Visiting Johnny's emporium is *seriously* bad for your financial security :lol:

Only dropped by to pick up a couple of bits but ended up with:-

3.78gal Hyper Dressing
DP Pad Granules
PB S&G
PB S&S
PB Trim Restorer
1Z Anti Insect
1Z Paint Polish

Good to see you mate - even if Lou doesn't think so


----------



## Neil_S (Oct 26, 2005)

I don't blame you Andy, all great products you got!


----------



## Brazo (Oct 27, 2005)

lol I rarely leave there without parting with a wedge!!


----------



## Naddy37 (Oct 27, 2005)

I still say the site should carry a Government Health Warning..:lol: 

Whens the next open day, I'm running low on supplies....


----------



## Johnnyopolis (Oct 25, 2005)

July


----------



## Naddy37 (Oct 27, 2005)

Johnnyopolis said:


> July


Excellent...


----------



## Dave KG (Feb 23, 2006)

Johnnyopolis said:


> July


A C&S Open Day in July... What with my three and a bit month holiday, I think I'll pop down for this if you don't mind a Scottish intruder!! :lol: :lol:


----------



## Alex L (Oct 25, 2005)

Cool, i'll be able to make that one, as long as its the weekend after Goodwood?



Dave KG said:


> A C&S Open Day in July... What with my three and a bit month holiday, I think I'll pop down for this if you don't mind a Scottish intruder!! :lol: :lol:


Come down the night before and crash at ours:thumb:


----------



## Dave KG (Feb 23, 2006)

Alex L said:


> Come down the night before and crash at ours:thumb:


I'll take you up on that offer, Alex, thank you very much! :thumb: :thumb:


----------



## Alex L (Oct 25, 2005)

Dave KG said:


> I'll take you up on that offer, Alex, thank you very much! :thumb: :thumb:


It'll be an air bed, but you'll be fine:thumb:


----------



## Dave KG (Feb 23, 2006)

Alex L said:


> It'll be an air bed, but you'll be fine:thumb:


I'd be happy on the floor, an air bed is luxury for a student who regulalry sleeps on friend's floors in St A... Thank you! :thumb:


----------



## Beeste (Oct 25, 2005)

That Alex is very nice chap! I hope to be able to make it to the next C&S day - was well peed off about missing the last one. But at least this time I'm on holiday!


----------



## Alex L (Oct 25, 2005)

Beeste said:


> That Alex is very nice chap! I hope to be able to make it to the next C&S day - was well peed off about missing the last one. But at least this time I'm on holiday!

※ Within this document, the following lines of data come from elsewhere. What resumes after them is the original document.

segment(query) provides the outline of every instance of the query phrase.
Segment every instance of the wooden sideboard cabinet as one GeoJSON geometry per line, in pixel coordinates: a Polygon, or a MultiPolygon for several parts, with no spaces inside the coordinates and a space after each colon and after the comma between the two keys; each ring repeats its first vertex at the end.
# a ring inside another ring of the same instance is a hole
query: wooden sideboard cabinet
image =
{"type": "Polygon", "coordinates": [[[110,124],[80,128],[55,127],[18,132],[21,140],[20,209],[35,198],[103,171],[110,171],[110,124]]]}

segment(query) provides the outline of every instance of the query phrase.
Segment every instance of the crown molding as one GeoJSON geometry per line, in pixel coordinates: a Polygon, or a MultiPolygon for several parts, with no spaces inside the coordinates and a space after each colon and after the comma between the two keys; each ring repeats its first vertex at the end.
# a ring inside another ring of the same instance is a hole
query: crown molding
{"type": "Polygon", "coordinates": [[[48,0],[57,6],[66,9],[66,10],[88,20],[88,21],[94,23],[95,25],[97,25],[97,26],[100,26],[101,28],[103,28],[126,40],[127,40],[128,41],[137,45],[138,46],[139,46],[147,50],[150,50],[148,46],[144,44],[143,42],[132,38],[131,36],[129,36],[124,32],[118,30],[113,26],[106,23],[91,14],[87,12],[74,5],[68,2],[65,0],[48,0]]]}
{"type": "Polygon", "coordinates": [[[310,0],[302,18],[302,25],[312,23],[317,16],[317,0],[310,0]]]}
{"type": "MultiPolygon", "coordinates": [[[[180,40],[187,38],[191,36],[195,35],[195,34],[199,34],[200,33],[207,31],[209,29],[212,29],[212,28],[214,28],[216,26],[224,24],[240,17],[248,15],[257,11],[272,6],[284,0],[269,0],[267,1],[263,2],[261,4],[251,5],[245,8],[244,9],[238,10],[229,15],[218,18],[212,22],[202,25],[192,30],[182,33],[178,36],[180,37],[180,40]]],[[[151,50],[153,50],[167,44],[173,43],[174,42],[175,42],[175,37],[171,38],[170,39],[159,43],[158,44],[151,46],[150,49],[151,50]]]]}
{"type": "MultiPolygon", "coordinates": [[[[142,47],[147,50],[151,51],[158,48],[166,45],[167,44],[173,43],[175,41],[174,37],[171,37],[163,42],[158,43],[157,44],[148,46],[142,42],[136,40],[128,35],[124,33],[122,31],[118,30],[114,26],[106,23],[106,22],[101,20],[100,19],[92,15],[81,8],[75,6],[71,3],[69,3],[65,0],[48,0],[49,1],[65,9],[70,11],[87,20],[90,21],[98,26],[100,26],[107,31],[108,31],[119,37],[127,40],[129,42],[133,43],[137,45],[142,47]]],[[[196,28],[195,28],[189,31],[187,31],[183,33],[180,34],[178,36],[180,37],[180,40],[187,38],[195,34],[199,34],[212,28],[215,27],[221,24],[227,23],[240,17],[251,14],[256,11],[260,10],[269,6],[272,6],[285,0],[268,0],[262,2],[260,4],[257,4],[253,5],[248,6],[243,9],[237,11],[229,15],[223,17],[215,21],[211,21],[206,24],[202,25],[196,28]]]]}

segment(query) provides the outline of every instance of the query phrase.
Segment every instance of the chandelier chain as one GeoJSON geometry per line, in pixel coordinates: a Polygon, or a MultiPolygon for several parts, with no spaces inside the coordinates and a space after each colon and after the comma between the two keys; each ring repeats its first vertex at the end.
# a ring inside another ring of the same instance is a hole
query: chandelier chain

Hopefully they do it on a sunday 

We'll have to bring Dave down to you and go for a pint/something to eat the night before:thumb:


----------



## Beeste (Oct 25, 2005)

^^Sounds like a plan.


----------



## Dave KG (Feb 23, 2006)

Sounds like a great plan to me, I'm looking forward to this - a nice wee break! :thumb: Many thanks, guys.


----------